Parmi les nombreuses séductions qu’exercent les carex sur le botaniste ou le simple promeneur, il en est une qui émane de la composition tuilée verte et noire de leur épi femelle – laquelle atteint à sa quintessence chez la Laîche noire, la Laîche aiguë et la Laîche élevée1. Nous viennent alors à l’esprit les mots chinure, architecture, orfèvrerie ou serpent… selon que nous pensons à une étoffe, au toit d’un palais oriental, à un bijou serti d’émeraudes et de jaspes noirs, à une imaginaire couleuvre verte et noire.
Rappelons que les eu-carex – dont participe notre Laîche élevée : Carex elata Allioni – se singularisent par la présence d’épis mâles et d’épis femelles d’aspect différent, portés sur le même pied, les premiers occupant la partie sommitale. Mais la nature n’entrant jamais dans des boîtes, il est fréquent que les épis femelles les plus hauts soient comme soumis à quelque indécision sexuelle, et affichent alors un caractère bisexué, réservant une part plus ou moins longue de leur cime pour accueillir des fleurs mâles.

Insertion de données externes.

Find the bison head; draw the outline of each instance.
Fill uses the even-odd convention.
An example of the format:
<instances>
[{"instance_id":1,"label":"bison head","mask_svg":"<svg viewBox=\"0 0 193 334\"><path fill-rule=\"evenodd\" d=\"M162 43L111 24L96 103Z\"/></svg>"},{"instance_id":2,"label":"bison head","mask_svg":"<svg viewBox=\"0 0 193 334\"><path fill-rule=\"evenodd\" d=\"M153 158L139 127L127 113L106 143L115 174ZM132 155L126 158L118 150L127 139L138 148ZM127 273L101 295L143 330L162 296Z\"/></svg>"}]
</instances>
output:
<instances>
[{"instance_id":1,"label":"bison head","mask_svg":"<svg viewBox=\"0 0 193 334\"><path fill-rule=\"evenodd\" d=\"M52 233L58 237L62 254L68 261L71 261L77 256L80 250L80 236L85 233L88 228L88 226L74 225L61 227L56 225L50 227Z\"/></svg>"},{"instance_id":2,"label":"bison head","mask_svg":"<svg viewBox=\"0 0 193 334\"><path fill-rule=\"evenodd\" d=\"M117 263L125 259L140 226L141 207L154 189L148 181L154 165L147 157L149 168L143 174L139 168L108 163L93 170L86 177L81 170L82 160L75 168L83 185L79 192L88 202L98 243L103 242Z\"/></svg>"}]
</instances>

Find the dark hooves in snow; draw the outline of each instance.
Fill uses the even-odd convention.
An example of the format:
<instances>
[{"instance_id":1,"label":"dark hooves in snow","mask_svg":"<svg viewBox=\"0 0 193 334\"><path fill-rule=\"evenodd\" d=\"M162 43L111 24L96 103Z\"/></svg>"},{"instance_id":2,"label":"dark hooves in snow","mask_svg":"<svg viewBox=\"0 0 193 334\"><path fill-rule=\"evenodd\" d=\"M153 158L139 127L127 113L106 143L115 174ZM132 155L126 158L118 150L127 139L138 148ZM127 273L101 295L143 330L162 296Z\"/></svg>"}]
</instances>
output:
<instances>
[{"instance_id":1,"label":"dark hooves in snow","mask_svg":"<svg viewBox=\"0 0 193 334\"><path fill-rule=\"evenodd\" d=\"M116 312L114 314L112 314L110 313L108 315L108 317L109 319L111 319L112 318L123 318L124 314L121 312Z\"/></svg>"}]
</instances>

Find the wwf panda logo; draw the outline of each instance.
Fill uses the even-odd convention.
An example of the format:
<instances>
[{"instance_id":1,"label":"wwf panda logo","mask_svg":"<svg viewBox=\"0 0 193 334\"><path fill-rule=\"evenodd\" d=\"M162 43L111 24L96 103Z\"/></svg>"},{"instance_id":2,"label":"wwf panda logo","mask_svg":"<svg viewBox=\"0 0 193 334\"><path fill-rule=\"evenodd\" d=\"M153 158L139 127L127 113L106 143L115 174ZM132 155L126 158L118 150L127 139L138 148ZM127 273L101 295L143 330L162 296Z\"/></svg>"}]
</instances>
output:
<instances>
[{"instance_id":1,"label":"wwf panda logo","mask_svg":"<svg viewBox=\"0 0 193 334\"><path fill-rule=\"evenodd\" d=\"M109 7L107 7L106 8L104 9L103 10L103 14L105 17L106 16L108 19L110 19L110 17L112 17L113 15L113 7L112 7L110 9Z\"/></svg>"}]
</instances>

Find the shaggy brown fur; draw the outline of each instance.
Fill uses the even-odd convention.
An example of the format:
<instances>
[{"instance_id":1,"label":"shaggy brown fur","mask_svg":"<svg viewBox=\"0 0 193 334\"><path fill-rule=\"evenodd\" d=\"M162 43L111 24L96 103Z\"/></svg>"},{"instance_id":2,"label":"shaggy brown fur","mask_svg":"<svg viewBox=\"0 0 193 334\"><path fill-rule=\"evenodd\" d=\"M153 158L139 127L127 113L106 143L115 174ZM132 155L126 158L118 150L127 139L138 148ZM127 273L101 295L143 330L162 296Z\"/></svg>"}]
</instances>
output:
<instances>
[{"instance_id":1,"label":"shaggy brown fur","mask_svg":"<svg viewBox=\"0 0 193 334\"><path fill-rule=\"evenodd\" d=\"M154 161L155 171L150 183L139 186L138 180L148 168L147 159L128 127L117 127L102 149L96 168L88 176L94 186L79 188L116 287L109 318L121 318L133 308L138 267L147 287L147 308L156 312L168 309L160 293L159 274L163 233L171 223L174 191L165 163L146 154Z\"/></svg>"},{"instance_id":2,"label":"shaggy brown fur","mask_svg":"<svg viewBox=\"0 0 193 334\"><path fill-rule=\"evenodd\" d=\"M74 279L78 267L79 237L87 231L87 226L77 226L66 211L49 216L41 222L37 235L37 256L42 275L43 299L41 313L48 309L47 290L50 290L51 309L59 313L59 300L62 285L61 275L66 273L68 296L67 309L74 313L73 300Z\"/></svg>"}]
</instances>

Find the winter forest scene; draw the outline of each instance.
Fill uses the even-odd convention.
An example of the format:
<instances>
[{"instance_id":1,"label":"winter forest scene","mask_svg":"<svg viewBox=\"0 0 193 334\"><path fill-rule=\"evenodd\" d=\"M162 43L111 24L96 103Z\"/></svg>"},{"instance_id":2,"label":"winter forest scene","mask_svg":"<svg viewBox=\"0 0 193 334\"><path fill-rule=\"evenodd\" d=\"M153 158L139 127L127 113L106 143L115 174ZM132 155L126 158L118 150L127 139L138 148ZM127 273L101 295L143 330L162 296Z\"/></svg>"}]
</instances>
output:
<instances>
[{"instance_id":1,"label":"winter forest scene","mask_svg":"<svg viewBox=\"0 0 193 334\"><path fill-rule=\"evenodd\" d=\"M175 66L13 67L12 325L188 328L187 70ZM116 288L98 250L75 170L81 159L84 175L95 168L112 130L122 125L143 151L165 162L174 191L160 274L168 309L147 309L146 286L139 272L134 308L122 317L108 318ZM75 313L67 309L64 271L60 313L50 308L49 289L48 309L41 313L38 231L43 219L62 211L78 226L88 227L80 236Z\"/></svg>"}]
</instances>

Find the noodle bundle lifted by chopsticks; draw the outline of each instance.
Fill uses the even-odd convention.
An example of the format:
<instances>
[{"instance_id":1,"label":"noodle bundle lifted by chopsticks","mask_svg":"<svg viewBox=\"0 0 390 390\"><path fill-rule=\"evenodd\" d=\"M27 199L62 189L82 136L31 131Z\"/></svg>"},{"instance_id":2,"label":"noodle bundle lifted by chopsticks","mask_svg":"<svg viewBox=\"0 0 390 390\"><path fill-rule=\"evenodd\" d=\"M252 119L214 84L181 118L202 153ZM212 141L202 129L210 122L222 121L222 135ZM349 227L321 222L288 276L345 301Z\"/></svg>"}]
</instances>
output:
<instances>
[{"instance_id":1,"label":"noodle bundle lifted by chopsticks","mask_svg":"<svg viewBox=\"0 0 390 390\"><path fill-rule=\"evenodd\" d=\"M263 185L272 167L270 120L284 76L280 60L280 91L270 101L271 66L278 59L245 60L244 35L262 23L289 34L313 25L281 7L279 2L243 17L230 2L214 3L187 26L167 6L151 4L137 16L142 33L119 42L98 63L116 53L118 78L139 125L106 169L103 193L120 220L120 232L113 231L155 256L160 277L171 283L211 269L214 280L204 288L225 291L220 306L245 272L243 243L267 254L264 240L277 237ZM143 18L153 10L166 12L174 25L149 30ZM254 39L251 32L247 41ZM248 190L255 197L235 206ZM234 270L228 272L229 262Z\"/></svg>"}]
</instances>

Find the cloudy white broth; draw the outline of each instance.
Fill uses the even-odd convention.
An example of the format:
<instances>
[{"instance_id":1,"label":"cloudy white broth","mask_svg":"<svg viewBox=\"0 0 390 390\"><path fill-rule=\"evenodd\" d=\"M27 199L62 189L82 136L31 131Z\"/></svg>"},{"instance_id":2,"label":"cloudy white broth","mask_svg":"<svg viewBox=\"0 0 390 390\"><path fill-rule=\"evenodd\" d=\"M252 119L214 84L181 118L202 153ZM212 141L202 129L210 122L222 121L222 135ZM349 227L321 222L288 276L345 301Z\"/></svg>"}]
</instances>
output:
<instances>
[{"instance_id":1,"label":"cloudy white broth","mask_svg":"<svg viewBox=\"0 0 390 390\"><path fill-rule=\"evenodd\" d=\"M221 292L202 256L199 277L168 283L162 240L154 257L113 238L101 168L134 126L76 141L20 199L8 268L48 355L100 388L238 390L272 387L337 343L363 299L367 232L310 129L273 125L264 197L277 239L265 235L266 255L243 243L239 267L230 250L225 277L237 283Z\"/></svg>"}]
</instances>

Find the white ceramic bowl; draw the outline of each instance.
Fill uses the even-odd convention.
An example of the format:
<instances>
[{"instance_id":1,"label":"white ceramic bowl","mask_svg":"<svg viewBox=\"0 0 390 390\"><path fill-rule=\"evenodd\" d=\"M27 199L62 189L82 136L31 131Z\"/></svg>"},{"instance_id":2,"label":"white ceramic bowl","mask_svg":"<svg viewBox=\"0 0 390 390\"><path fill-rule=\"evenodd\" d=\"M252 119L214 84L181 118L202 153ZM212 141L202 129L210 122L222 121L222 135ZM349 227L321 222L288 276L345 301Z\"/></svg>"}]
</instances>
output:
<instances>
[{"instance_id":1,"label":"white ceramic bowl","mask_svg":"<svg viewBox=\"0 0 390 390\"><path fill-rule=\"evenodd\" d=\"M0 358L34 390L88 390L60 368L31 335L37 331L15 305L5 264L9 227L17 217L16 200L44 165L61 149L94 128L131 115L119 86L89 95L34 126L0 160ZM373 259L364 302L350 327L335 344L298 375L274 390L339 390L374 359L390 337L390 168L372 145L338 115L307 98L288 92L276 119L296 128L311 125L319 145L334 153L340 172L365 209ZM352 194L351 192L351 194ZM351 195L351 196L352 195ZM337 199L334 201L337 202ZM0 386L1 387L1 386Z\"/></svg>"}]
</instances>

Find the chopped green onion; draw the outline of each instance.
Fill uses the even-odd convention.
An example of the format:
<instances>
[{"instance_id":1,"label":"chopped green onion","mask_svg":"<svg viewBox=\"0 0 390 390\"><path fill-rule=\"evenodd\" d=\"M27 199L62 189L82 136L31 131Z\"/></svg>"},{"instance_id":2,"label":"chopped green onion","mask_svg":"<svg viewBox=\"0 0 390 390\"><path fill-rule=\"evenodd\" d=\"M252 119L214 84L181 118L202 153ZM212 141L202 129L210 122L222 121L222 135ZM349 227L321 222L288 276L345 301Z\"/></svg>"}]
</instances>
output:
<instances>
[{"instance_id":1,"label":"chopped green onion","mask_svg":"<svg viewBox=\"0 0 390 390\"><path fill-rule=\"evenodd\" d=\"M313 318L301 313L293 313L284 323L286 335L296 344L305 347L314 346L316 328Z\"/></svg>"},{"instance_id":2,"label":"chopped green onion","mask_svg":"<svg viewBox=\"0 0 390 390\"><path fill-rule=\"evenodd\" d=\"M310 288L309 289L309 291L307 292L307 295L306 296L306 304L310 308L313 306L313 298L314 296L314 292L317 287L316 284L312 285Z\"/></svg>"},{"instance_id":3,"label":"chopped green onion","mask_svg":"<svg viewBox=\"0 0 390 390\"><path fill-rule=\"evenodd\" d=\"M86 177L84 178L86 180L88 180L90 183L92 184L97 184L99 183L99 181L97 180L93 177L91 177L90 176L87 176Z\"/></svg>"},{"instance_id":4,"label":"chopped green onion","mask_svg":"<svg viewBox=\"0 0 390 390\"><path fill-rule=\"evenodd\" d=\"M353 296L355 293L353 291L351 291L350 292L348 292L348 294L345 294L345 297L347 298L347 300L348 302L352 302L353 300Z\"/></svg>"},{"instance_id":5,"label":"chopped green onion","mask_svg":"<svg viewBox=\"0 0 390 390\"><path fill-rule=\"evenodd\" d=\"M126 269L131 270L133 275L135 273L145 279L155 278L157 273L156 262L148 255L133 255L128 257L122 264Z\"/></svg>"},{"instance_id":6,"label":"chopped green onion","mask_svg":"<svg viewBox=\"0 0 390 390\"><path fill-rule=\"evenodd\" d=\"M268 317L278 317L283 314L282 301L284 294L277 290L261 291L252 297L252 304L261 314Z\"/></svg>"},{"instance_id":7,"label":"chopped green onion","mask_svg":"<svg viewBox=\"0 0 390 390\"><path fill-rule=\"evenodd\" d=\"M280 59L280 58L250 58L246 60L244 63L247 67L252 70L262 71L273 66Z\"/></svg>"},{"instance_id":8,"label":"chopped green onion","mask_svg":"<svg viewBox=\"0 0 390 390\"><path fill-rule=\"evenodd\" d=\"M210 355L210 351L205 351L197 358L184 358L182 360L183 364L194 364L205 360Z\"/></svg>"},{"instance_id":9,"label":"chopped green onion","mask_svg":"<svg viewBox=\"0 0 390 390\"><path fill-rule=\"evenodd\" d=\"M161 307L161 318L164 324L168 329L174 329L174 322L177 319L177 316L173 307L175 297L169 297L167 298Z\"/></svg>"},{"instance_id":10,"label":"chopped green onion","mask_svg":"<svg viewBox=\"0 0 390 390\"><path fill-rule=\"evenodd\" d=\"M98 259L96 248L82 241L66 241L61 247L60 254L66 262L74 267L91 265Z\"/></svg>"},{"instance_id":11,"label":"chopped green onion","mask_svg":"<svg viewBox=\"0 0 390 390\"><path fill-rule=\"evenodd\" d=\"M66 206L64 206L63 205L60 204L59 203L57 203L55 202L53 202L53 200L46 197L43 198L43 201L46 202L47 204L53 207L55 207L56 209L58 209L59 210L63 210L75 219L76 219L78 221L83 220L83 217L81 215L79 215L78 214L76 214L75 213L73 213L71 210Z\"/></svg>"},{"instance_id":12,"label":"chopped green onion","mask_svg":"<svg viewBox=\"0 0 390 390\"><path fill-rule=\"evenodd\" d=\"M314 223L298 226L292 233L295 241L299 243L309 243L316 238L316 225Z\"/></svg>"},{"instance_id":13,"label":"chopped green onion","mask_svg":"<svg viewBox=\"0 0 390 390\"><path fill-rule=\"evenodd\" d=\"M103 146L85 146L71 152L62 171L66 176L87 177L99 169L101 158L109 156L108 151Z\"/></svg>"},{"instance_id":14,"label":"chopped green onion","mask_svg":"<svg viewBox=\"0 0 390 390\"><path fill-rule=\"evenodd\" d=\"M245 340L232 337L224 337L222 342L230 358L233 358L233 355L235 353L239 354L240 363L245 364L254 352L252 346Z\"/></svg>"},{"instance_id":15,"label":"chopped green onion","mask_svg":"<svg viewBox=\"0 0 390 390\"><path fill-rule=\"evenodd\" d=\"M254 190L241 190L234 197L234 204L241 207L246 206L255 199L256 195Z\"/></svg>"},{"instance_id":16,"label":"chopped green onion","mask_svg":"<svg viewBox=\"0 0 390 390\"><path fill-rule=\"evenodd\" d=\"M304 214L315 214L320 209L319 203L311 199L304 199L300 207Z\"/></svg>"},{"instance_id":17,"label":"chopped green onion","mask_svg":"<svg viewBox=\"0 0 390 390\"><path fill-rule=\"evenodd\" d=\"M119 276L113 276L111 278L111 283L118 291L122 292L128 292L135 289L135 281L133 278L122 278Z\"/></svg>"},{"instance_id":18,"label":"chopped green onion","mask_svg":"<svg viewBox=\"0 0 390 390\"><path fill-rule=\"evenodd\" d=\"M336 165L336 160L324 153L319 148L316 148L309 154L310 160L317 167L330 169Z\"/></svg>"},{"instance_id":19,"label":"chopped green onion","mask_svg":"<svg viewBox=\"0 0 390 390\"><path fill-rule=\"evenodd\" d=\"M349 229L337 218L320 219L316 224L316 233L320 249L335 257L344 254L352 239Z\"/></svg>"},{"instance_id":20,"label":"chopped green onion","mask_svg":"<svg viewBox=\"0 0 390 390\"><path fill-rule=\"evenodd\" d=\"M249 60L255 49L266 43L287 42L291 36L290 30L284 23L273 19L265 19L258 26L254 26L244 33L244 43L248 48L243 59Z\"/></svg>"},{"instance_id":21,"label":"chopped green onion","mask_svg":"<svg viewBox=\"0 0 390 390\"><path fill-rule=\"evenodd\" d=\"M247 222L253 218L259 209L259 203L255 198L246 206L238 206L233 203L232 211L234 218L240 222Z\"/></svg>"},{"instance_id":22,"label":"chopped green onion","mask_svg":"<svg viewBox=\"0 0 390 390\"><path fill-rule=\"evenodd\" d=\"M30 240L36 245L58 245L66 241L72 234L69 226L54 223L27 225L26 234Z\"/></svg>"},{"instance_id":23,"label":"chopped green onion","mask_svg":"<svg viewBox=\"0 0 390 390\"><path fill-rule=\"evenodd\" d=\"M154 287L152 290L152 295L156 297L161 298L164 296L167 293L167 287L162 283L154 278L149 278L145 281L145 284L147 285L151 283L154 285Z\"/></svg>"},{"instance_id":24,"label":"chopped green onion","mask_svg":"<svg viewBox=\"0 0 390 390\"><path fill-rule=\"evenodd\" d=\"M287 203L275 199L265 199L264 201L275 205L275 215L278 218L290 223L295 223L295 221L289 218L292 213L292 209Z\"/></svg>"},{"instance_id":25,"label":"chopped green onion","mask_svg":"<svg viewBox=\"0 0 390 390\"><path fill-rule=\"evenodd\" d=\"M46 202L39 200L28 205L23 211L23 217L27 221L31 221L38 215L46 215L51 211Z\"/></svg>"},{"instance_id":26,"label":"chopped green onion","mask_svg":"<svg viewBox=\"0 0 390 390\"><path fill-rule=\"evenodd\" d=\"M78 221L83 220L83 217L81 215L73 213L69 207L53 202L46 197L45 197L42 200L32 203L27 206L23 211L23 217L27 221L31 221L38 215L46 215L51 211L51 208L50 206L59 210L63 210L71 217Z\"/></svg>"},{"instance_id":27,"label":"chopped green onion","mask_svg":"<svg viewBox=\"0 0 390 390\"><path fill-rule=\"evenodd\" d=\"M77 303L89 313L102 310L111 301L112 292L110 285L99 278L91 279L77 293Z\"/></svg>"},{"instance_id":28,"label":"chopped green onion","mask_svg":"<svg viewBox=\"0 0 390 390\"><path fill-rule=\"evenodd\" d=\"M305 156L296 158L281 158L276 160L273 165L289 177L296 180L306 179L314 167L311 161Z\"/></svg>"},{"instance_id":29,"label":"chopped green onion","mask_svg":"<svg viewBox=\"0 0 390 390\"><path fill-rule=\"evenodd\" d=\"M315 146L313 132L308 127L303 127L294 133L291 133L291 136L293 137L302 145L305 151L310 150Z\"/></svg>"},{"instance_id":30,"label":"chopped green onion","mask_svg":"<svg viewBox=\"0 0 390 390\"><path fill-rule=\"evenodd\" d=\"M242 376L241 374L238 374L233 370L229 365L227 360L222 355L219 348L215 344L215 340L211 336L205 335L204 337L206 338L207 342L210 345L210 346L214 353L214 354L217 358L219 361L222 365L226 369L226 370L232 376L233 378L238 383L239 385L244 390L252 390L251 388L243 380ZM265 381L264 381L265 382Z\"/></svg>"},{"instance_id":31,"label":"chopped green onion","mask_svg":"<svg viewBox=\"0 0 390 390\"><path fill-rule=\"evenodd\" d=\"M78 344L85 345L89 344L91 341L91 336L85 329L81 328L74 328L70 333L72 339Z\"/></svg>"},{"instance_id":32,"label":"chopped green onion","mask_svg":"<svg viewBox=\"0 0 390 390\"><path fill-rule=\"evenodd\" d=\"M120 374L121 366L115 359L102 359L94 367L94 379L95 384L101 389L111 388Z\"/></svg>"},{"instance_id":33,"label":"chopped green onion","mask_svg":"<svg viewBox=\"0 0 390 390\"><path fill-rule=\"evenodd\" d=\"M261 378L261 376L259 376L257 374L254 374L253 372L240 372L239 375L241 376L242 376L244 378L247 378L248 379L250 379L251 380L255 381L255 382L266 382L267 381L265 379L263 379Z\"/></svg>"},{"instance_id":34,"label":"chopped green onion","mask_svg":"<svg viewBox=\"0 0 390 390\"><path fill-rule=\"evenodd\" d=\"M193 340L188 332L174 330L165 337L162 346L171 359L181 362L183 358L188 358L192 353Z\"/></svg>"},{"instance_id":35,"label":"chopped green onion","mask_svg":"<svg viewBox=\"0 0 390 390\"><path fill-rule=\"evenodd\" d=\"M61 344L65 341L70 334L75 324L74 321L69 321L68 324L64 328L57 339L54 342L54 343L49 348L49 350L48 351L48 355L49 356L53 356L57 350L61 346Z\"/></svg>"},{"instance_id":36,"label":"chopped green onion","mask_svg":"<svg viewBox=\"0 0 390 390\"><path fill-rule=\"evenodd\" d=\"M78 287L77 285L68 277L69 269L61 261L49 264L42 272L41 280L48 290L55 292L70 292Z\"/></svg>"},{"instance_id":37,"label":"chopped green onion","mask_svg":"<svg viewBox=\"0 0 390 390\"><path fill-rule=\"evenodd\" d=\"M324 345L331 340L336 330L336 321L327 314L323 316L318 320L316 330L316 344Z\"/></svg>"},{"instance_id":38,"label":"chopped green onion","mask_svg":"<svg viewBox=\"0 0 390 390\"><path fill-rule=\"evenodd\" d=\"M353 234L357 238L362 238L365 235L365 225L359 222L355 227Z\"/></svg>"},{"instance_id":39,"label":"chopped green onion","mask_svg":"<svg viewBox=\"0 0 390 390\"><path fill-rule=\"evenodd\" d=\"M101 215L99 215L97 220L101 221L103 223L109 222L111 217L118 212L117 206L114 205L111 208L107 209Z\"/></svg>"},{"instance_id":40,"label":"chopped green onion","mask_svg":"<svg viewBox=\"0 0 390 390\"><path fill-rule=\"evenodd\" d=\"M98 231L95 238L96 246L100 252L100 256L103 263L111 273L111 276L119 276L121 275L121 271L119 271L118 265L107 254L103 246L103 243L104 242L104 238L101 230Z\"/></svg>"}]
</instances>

La Laîche élevée sème ses gros et spectaculaires touradons2 sur les étangs brennoux. Mais les Castelroussins n’ont pas besoin d’aller si loin. Il leur suffit de faire le tour du petit plan d’eau Les Chevaliers, à deux pas de chez eux… pour y découvrir l’insolente beauté verte et noire.
(27 av
1Curieusement, les trois plus beaux carex verts et noirs appartiennent au groupe réduit des eu-carex à deux stigmates.
2Voir la chronique intitulée Les touradons brennoux, dans L’Écho du Berry du 24 février 2011.